The production of human-readable output directly from the kernel recently led to some hard questions from Andrew Morton: "Why on earth do we keep on putting all these pretty-printers and pretty-parsers into the kernel? I mean, how hard is it for userspace to read a text file, do some basic substitutions and print it out again?" But, others argue that is precisely because of the ease of getting a readable trace directly from the kernel which makes ftrace so useful.

Morton's argument is that the fixed format is more difficult for scripts to parse and that the output is English-only. He contends that some kind of API would simplify things. Pointing to the latency_trace output as an example, he said:

[...] now you need to think about how this interface would have been designed if we'd decided to access it with something smarter than `cat'.

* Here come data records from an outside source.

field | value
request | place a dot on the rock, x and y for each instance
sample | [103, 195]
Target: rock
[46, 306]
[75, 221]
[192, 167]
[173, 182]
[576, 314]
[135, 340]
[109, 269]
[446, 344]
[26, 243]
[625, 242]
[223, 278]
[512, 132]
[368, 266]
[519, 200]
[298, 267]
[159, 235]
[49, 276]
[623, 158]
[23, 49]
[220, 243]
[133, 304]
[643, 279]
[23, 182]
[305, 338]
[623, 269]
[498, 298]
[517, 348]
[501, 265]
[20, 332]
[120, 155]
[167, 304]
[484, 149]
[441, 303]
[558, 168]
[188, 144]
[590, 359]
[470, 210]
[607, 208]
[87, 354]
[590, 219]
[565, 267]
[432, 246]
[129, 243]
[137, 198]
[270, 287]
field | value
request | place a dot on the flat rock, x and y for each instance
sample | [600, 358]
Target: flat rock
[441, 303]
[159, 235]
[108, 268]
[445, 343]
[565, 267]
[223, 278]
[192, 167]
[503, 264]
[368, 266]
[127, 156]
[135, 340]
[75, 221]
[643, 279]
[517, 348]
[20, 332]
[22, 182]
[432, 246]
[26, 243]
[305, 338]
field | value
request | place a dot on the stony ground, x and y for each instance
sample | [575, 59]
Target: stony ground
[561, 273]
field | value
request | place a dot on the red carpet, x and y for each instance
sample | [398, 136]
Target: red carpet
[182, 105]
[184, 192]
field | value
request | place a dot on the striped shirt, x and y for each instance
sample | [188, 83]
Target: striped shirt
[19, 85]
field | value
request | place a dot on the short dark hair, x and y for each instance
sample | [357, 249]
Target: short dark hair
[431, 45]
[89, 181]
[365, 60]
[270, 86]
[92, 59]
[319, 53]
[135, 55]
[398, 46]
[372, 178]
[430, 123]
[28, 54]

I mean, look at it. All the multi-space column lining upping, the unnecessary "us" annotation, the strange symbol(symbol) thing, etc. Plus it would have been more self-describing. Right now, your parser has to either assume that the second character of "0d..1" is "irqs-off", or it has to learn how to follow ascii art lines.

Rather than needing some kind of user-space tool to interpret the ftrace output, a kernel hacker can quickly get what they need from the kernel itself. As Ingo Molnar pointed out, there may be no build environment available on the target machine, so having the trace output available directly is useful: "Self-sufficient kernel instrumentation is a key concept to usability". Further, he said, the output has been designed to be scriptable, but if that is not sufficient, there are options to produce raw output. Overall, he sees kernel pretty-printing as a needed feature:

IMO pretty-printing in the kernel should not be made a religious argument but a technical argument. Pretty-printing is a tool, and as a tool it sometimes can be used for silly purposes, and sometimes it can be used for helpful purposes. You seem to argue that doing it in the kernel is always silly - and i strongly disagree with that and consider it an extreme-end position - for the reasons outlined above.

The options that Molnar refers to are accessed via the trace_options file, which lists the current options settings when read, or it can be written to change options. Three separate options: raw, hex, and bin (along with several to determine which fields are included) control the format of the output. These can produce output in formats that may be easier for some tools to use. Not requiring any tool to get a useful trace, though, is seen as a very important part of ftrace, at least by some.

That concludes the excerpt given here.